Every day Poets & Writers Magazine scans the headlines—from publishing reports to academic announcements to literary dispatches—for all the news that creative writers need to know. Here are today's stories:
Former long-time publicist Marilyn Ducksworth is suing Penguin alleging age discrimination. (Washington Post)
In light of Bill Clinton's successful speech last night at the Democratic National Convention in North Carolina, Byliner rounded up several magazine articles on the forty-second president.
Novelist Philip Roth has agreed to cooperate with biographer Blake Bailey. (New York Times)
Literary Brooklyn author Evan Hughes examines the murder case that captured the public's imagination and resulted in several books, including Fatal Vision by Joe McGinniss, Janet Malcolm's The Journalist and the Murderer, and Errol Morris's new A Wilderness of Error. (Awl)
"I have slept in twenty-six locations in the last seven months." Novelist Jami Attenberg details the sometimes-difficult attempt to maintain life as a writer. (Rumpus)
Peter Osnos looks at the burgeoning industry of self-publishing. (Atlantic)
Recently, Pulitzer Prize-winning novelist Junot Diaz acted as guest DJ on NPR radio show Alt.Latino.

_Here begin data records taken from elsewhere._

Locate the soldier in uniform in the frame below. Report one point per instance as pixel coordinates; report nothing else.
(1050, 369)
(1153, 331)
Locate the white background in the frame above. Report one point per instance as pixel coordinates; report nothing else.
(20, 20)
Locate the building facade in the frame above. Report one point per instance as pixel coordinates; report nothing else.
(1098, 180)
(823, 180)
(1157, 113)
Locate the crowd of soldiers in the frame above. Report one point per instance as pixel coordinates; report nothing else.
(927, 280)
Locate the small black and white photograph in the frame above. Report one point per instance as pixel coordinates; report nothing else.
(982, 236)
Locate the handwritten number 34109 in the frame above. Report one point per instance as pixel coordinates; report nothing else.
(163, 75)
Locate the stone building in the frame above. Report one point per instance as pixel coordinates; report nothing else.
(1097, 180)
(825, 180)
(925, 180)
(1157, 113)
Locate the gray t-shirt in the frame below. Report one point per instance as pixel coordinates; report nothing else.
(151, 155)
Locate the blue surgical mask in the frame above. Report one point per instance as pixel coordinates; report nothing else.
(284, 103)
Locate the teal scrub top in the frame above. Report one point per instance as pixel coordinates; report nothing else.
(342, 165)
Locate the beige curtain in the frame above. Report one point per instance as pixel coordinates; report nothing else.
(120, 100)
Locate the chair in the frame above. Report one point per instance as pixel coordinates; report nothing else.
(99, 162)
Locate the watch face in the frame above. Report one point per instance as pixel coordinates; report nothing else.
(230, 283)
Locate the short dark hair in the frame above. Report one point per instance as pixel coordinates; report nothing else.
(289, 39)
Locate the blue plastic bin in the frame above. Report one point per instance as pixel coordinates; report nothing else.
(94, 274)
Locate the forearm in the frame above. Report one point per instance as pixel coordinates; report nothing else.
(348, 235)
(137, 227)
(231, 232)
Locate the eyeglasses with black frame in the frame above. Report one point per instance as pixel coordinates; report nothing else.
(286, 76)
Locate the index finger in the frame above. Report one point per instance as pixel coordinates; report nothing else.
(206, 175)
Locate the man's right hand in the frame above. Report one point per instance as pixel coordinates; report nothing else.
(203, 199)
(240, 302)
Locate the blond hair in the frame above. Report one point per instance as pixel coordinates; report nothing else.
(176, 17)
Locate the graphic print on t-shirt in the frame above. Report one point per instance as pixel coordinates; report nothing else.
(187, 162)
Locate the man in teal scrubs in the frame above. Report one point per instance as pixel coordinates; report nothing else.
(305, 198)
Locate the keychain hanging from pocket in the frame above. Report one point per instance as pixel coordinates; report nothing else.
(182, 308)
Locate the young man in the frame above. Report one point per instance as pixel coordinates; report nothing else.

"Ford has to be one of the most mercurial, protean figures in literary history, capable of producing violent reactions of love, admiration, ridicule or anger in those who knew him, and also in those who read him." With the success of a Tom Stoppard-penned BBC adaptation of Parade’s End, Oxford University Press's OUPblog delves into the life and work of Ford Madox Ford.
Author and former agent Nathan Bransford describes the publishing process in a series of animated GIFs.